Wie steht es derzeit um die Themen UV-Klarlack und Wasserklarlack?
UV-Klarlack bewährt sich bei unserem System Speedrepair, allerdings gibt es die bekannten Einschränkungen bei der Größe der Reparaturfläche. Um das Thema UV-Klarlack als Standard-Klarlack auch für großflächige Lackierungen ist es dagegen nach meiner Beobachtung wieder sehr ruhig geworden. Wir sehen im Markt derzeit keine Notwendigkeit, einen UV-Klarlack auch für die großflächige Reparaturlackierung anzubieten. Ein wasserbasierender 2K- Klarlack könnte bei einer drastischen Absenkung der zulässigen VOC-Werte durchaus interessant werden. Aktuell zeichnet sich aber eine derartige Veränderung nicht ab. Wo wäre also für den Kunden der Gewinn? Ich denke, wir werden beim Klarlack noch lange Zeit mit konvektiver Trocknung arbeiten, ein Trend zeichnet sich eher dahingehend ab, dass IR-Trocknung auch beim Decklack wieder eine stärkere Rolle spielt.
Und wie steht es mit dem Mode- thema Mattlack?
Modethema trifft es ja ganz gut. Die Lacke sind in aller Munde und in allen Medien präsent. Klar ist, dass in einem kleinen Segment diese Matt-Effekte gefragt sein werden. Wie nachhaltig dieser Trend und wie hoch die Nachfrage nach matten Autos sein wird, hängt natürlich von der Automobilindustrie ab – und auch davon, ob der höhere Reparaturaufwand und die Besonderheiten bei der Pflege kommuniziert und akzeptiert werden. Ob leichte Schlüsselkratzer rund ums Schloss oder eingetrockneter Vogelkot auf der Motorhaube – bei matten Klarlacken kann das zum echten Problem werden; polieren kann man eben nicht.

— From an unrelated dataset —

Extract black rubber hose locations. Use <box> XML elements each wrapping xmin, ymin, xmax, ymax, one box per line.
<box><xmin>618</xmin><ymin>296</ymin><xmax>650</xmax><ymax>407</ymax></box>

Das heißt, ein wirklich sicheres Reparaturverfahren für matte Klarlacke gibt es nicht?
Doch, natürlich; wir haben die Produkte, um matte Klarlacke zu reparieren, und wir haben auch sichere Prozesse. Nur ist der Aufwand höher. Der Reparaturumfang kann je nach Lage des Schadens größer sein als bei normalem Klarlack. Auch kalkulatorisch sehe ich noch keine endgültige Regelung. Was mache ich, wenn in einer Motorhaube, was einfach vorkommen kann, nach der Lackierung ein, zwei Staubeinschlüsse sind? Normalerweise poliere ich sie in ein paar Minuten aus. Beim Mattlack darf ich die Haube noch einmal lackieren. Wer zahlt das? Wie gestalte ich die Kalkulation? Technisch ist, wie gesagt, eine Reparatur machbar, aber wir müssen auch auf diese Fragen eine Antwort finden.